Being a People Pleaser

The meaning of ‘people pleaser’ is where you basically do things for other people. Normally people would suggest that you’re doing it because you’re kind or nice, but I would do it due to my size. I would feel like if I didn’t do it people would talk about my weight or make fun of me just because I didn’t want to do something for them.

This fear of being judged due to my weight made me do things for people even though I never wanted to, but I just did because I was scared to be bullied or scared to be alone, because I feared that people would leave me. In all honesty I felt as if I was trapped. I felt that if I did something that made me happy, but other people didn’t like it I felt as if I was upsetting them or being the most horrible person ever just because I did something for me. This thought made me believe that if I did something for myself then people around me would be upset or angry with me.

Being a people pleaser can be so exhausting mentally, as well a physically because you’re putting yourself last. You’re neglecting yourself just because you want the people around you to be happy, whilst you’re isolating yourself because you don’t know how to feel due to the exhaustion.

Also, with people pleasing you don’t have time for yourself because there really isn’t any boundaries set as I used to answer to anyone if they needed help no matter what time of the day it was, I didn’t want to feel like the bad person that wasn’t there for their friend.

To be able to overcome from always saying yes to people is saying no to that person. Yes, I know it’s hard to say no but it’s important to be able to set those boundaries because as much as you may find it important to be there for others it’s also important to be there for yourself.

Also remember you have a choice, and you deserve to use that choice on what’s good for you and don’t use that choice on the other person as you need to be there for yourself as you would for a friend.
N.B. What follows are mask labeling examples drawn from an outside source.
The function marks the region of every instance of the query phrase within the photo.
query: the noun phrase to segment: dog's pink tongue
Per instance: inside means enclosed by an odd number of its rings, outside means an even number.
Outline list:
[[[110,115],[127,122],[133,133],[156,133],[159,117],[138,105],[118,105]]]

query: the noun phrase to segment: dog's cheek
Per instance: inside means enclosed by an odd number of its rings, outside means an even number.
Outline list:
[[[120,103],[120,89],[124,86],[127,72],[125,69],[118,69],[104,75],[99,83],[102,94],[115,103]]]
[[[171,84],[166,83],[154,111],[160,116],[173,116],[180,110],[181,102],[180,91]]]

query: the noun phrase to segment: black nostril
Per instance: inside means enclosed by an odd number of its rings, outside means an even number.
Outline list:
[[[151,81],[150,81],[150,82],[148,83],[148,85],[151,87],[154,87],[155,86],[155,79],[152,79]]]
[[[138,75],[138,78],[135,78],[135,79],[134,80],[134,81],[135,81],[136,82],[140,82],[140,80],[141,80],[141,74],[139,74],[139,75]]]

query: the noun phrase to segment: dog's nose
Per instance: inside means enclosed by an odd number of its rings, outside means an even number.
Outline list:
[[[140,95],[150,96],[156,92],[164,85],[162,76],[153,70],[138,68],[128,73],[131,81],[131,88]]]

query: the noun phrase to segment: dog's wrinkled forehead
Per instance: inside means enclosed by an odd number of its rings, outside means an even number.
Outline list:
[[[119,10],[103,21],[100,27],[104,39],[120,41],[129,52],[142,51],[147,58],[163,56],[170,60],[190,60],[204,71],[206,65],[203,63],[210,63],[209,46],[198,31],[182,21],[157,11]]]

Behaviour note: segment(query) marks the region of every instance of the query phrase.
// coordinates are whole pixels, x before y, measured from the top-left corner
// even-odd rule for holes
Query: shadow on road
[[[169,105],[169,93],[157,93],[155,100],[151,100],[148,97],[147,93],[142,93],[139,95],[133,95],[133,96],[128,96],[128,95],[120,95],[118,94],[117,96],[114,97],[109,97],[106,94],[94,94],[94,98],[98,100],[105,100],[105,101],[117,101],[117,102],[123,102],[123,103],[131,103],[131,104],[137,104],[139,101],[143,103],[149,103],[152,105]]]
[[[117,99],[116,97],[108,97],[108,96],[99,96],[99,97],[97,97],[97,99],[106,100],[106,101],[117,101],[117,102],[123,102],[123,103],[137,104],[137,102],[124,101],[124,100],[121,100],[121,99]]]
I also realised that people come and go in our lives so why spend loads of time pleasing them trying to get their ‘approval’ in some sort of why when there are lots of other people that will be coming into your life so instead of wasting energy on doing stuff you don’t like use some of that energy on yourself and look after yourself as you are important, worthy and valued to be able to be who you are and don’t fear losing people because maybe they weren’t meant to be in your life as you deserve better 😊.